9.9.11

a mulher ausente

a varanda chove. nenhum dos garrafões está presente. os garrafões são meus filhos. eles eram cheios de leite, alguns de vinho. ontem à noite eu acordei assustada com a epidemia de dengue que se aproxima. há a hemorrágica. tenho muito medo de perder sangue pra dentro. pra fora, tenho igualmente muito medo, mas quando penso me dá também uma curiosidade de cimentos.

os tijolos estão todos dentro da parede.

(mas há tijolos aí.)

(será que eu tenho tijolos por dentro, também?)

caí da varanda. meu deus! (penso), a chuva era eu! mas que nada, ainda estou aqui. olho pra baixo e vejo o garrafão espatifado, leite em toda parte e o meu corpo ali no meio.

eu sou um exercício de construção de personagem. sem tijolos.

queria muito que a minha voz se despegasse de mim e eu pudesse estar quieta um tempo, sossegada. essa biografia que não larga! parece um cachorrinho agarrado à minha perna.

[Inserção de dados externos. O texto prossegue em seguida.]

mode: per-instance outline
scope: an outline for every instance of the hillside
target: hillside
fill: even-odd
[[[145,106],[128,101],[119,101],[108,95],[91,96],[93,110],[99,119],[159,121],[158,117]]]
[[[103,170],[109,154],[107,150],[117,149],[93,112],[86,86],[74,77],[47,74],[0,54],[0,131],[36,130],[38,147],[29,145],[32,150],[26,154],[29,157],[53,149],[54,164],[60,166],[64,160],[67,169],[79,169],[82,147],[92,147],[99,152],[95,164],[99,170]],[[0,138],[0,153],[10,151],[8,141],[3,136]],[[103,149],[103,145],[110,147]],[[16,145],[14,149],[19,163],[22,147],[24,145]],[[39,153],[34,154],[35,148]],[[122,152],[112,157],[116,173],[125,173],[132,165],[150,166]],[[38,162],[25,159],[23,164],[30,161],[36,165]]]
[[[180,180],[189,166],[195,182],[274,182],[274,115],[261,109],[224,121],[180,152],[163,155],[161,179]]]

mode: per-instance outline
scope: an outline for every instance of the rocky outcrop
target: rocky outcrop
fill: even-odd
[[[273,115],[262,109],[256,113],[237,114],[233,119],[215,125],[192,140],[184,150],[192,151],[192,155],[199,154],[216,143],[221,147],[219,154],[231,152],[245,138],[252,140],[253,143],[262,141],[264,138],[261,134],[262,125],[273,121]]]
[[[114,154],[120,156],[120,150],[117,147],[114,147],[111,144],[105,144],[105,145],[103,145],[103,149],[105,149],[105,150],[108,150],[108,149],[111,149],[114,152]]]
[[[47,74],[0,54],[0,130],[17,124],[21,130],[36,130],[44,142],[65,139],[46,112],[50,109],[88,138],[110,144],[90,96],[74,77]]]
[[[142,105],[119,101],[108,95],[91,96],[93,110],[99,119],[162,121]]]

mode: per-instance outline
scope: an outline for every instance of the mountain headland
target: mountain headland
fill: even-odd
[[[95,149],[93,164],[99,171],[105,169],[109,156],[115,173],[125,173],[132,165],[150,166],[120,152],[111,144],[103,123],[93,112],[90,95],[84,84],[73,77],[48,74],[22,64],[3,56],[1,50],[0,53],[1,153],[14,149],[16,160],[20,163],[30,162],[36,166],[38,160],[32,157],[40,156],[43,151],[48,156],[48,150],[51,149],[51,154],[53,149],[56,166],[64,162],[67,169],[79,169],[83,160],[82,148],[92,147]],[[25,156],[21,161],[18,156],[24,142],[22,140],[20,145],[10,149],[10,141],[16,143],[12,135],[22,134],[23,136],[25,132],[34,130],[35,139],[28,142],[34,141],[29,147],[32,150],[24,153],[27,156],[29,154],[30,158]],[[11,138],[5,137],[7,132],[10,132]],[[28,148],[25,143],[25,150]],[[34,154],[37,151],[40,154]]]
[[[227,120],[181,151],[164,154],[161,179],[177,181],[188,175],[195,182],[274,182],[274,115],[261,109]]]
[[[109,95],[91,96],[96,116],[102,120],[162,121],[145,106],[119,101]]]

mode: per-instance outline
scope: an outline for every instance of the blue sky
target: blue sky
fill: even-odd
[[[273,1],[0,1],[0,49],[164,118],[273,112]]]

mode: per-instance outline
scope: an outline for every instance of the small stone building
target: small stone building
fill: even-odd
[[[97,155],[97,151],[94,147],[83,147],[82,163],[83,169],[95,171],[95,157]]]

não tive filhos. esse bebê chorando no balcão não é meu. por que não para de chorar? derramo água em cima dele. ele se afoga um pouco, tosse e volta a chorar. matar o bebê é como matar a um rato, me dá nojo e aflição, tem ossos, se fosse só uma barata seria bem mais fácil, ou uma planta, deixa menos sujeira, se parece menos comigo. será que alguém quer esse bebê? vou pô-lo no lixo.

hoje passa o lixeiro. o garrafão é de vidro, o lixeiro leva o reciclável e salvamos o planeta. se o lixeiro achar que esse garrafão também é um bebê, talvez o leve para um açougue o dê de comer aos porcos. a reciclagem é muito importante. estou triste, mas consciente.

...

passei um café. não aguento mais ser escrita. é que, se eu pudesse, me contentaria com ser um garrafão de vidro. mas é irremediável, meu deus! quando a gente começa a ser escrita, não há volta. depois vem o fogo e queima. depois vem o esquecimento e esquece. aparece um vírus que te distorce e te apaga. mas até lá. até lá, meu deus! eu existo.

:-/

continuo tomando café. tenho muita coisa pra fazer. tenho que trabalhar. e ouço pingos de chuva. ainda bem que não ouço mais o bebê. vou pra cozinha pegar uma bolachinha e vejo uma baratinha. dou um pisãozinho na baratinha e mato elazinha. meu deus por que não me fizeste esta barata?!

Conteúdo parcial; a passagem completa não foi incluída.